HADAS DIARY – Forthcoming lectures and events

You will all be aware by now that, for the duration, our lectures are being held by Zoom, so that instead of coming to lovely historic Avenue House you have to click on various links on your boring computer in whatever boring room you keep it. What, I hear some of you ask, if I haven’t got a computer, or it has succumbed to a virus of its own? Well, you have to wait until you receive your HADAS newsletter through the post, and hope that by the spring we shall be able to have proper meetings again.
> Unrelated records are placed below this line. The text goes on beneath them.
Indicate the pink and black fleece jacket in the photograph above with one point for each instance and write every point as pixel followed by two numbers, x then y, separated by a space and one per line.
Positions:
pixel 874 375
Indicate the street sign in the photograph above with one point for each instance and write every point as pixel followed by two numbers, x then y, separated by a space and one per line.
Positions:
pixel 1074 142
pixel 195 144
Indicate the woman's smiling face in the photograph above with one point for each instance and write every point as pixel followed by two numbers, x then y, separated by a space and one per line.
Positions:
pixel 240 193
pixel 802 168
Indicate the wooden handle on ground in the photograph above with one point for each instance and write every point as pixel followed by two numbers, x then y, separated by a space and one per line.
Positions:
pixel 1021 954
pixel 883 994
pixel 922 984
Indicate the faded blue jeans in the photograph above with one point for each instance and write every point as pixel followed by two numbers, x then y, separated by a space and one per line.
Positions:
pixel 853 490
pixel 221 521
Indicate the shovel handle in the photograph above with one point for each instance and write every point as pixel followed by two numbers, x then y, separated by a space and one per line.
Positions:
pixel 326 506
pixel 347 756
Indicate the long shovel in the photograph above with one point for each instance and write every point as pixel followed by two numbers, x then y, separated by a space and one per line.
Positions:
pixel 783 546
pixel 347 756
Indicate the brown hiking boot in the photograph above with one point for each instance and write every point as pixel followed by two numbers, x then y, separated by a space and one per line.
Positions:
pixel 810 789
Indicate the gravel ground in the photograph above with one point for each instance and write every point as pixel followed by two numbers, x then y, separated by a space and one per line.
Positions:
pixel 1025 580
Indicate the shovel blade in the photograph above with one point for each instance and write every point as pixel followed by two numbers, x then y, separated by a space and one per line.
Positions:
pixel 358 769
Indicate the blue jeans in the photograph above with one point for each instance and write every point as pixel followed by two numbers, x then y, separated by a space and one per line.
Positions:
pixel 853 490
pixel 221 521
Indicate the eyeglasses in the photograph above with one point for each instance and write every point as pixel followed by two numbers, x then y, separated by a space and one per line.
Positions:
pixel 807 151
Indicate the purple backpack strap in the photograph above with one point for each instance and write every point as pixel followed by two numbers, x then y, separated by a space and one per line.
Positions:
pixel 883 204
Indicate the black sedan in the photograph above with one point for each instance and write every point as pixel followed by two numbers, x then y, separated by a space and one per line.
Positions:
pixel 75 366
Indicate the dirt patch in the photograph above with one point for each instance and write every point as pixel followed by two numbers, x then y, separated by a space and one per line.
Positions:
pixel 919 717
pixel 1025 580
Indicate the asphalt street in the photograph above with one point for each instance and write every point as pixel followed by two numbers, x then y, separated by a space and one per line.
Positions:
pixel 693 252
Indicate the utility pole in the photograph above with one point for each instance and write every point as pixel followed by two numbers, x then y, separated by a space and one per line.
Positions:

But in the meantime (and isn’t it a mean time?) do keep in touch with your society – addresses at the end of this newsletter.

On Tuesday 12th January we shall have our Annual General Meeting followed by a talk by Dr Bly Straube, Senior Curator at Jamestown Settlement, Virginia, USA, entitled “Surprises from the Soil: Archaeological Discoveries at 17th century Jamestown, Virginia”. All details were in the December newsletter. The meeting will be on Zoom from 7.15 for a 7.30 start, and we shall be sending out an invitation email with an instruction how to join on the day.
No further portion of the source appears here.